Distracted Dad
Richard Hearn likens football to politics
I don’t think enough has been written about the election. P.S: I am mad. (*This is a variation on an old Spitting Image joke, and it made me think they should bring it back.)
I lapped up the election, couldn’t get enough of it. At the time of starting this column, we’d had the bit where everyone votes, but were still awaiting who the government would be. Gordon Brown had just offered to step down as leader.
The day after the election our new TV arrived. I’m not sure whether this was good timing or bad, as all programmes were watched with me scrutinising the picture quality. At times, it felt like the apocalypse was being broadcast and I was spending my time adjusting the contrast. Those four horsemen? Pestilence looks fine, but does famine look a bit blocky to you?
They say that politics is show business for ugly people. The peculiarities of a hung parliament made it Heat magazine for statisticians. So much gossip, accessorised by a calculator. There’s no limit to how many times two numbers out of three can be added together. Or – for hardcore fans, a combination of two large numbers, topped up by a few small numbers. Perhaps it’s actually Countdown for salesmen. On one level, I‘m loving it. (The other level being that aforementioned niggle that we are witnessing the first stages of the apocalypse.)
“Twitter was like overhearing goal flashes for a match when you’re trying
to avoid the score”
Twitter was great during the election. I’m following Armando Iannucci, Charlie Brooker and David Mitchell who were all hilarious throughout, especially during the leadership debates, although sometimes I was recording the debates to watch later, and Twitter was like overhearing goal flashes for a match when you’re trying to avoid the score. They all went a bit quiet on election night itself, then I turned on Channel 4 and there they were.
Another similarity this election has had to football is the level of dissection of facts and statistics, that I normally only know from the sports pages. Part of me is still worried that Tottenham’s fourth place is in jeopardy, in case Aston Villa and Man City get into cosy talks and add their final points tally together.

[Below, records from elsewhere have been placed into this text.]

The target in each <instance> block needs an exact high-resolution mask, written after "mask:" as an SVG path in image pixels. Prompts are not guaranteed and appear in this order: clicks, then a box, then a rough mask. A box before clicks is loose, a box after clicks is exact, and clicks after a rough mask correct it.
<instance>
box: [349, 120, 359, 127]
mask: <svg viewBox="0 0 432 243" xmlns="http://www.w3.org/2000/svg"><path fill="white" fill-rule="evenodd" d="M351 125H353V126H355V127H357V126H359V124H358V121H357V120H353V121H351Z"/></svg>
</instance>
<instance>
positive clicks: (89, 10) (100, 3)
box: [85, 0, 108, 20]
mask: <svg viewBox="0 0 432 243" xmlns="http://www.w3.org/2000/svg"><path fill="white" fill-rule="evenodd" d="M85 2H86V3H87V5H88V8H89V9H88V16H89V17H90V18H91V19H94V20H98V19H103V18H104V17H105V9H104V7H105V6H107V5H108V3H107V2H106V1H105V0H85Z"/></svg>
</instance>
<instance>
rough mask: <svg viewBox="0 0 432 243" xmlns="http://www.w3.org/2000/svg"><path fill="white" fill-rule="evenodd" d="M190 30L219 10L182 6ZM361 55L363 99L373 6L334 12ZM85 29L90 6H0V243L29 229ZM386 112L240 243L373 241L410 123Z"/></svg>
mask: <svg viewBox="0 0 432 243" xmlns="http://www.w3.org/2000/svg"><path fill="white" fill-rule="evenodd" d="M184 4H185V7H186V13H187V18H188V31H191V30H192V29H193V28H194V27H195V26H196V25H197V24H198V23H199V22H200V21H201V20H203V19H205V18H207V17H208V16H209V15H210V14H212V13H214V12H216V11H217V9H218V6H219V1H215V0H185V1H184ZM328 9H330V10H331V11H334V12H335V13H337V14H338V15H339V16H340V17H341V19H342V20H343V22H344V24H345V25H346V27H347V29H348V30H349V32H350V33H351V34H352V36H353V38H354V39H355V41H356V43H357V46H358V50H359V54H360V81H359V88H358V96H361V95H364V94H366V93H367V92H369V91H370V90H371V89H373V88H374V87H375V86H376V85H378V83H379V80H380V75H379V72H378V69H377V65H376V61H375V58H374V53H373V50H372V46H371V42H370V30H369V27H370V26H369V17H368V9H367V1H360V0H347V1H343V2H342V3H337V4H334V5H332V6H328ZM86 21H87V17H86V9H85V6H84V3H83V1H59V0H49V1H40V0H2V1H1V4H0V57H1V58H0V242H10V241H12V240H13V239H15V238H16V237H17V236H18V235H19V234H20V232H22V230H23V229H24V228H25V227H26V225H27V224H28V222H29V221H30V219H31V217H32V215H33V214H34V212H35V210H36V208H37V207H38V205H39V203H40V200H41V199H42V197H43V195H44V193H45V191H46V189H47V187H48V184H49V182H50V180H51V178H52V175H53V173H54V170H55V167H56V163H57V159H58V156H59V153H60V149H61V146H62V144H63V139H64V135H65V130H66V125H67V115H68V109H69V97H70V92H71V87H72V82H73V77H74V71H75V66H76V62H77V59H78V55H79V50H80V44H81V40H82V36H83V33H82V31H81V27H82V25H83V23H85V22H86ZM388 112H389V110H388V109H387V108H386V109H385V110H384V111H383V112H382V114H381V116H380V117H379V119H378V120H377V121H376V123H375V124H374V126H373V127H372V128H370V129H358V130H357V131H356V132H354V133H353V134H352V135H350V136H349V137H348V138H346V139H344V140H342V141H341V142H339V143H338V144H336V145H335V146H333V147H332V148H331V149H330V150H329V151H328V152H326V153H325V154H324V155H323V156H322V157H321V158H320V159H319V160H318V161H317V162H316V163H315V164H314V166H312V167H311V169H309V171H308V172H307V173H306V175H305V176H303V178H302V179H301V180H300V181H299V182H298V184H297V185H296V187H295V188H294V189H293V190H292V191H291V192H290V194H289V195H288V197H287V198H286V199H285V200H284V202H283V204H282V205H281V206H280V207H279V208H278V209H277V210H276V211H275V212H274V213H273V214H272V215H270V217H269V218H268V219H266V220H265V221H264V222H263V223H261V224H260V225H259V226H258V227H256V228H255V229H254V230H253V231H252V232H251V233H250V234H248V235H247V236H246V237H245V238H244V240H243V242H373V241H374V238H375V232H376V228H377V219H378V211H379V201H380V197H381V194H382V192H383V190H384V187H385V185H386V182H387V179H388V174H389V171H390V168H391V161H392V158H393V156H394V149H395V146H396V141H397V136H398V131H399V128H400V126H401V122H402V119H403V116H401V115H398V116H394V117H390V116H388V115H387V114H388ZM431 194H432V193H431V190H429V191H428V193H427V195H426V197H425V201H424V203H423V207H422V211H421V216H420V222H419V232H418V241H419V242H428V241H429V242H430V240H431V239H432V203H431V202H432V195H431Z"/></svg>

It’s not always easy to concentrate on momentous events when you have kids, but I’ve learnt now that they’re very much part of them. Watching Gordon Brown walk out of Downing Street was entwined with The Boy trying to show me the Lego ambulance he’d dismantled to turn into a spaceship. (This may sound like biting satire. It isn’t. It’s just Lego versus TV. ) And Youngest™ spent the whole of Cameron and Clegg’s joint press conference blowing raspberries. OK, so let’s call that bit satire. Who needs Spitting Image, after all?